Before they lost control of the House in last November’s election, Jordan and Republican allies including Devin Nunes of California conducted a two-year campaign to show players in the FBI and Justice Department were out to get Trump.

They interviewed more than 40 witnesses, demanded hundreds of thousands of Justice Department and FBI documents, and held a bombastic hearing in attempts to bring attention to their suspicions.

Republican Representative Robert Aderholt of Alabama asked Barr during Tuesday’s hearing if the Justice Department is investigating “how it came to be that your agency used a salacious and unverified dossier as a predicate for FISA order on a U.S. citizen?”

Aderholt was referring to the “Steele Dossier” that had been put together as opposition research against Trump, including with funding from Democrats.

Congressional Republicans -- and the president -- have alleged that officials improperly relied on that dossier to obtain a secret warrant to spy on former Trump campaign adviser Carter Page.
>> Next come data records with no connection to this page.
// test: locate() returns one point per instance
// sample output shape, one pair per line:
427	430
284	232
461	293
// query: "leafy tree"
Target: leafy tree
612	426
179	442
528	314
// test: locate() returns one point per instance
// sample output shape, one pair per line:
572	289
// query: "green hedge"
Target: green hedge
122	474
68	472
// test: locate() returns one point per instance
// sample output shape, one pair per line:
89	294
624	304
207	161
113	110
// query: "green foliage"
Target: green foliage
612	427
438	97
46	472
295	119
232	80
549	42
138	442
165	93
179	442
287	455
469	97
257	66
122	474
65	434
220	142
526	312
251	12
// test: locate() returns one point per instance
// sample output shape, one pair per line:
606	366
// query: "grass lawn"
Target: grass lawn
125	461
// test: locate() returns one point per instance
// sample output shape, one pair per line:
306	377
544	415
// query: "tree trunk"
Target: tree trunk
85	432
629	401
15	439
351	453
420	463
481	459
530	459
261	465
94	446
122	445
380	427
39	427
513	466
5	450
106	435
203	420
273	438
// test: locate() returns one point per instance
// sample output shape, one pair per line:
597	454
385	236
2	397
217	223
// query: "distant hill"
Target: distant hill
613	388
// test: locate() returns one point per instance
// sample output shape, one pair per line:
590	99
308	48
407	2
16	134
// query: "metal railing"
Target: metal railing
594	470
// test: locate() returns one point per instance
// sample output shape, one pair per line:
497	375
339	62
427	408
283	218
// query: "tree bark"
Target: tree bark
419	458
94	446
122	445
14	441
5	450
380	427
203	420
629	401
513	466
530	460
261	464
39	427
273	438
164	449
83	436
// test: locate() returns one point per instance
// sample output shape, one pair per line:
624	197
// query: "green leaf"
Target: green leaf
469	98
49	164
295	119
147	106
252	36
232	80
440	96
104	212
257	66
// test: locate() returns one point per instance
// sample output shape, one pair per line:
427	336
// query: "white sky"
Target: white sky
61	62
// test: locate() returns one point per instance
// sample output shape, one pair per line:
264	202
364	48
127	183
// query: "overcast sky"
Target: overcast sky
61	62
They say that was the start of the probe that Trump calls a “witch hunt” and that Mueller took over after Trump fired FBI Director James Comey.

In congressional testimony last year, though, Comey rejected the underlying thesis -- that the Russia investigation was prompted by the dossier. “It was not,” Comey told House lawmakers.

Rather, he said, the probe began with information about a conversation that a Trump campaign foreign policy adviser -- known to be George Papadopoulos -- “had with an individual in London about stolen emails that the Russians had that would be harmful to Hillary Clinton.”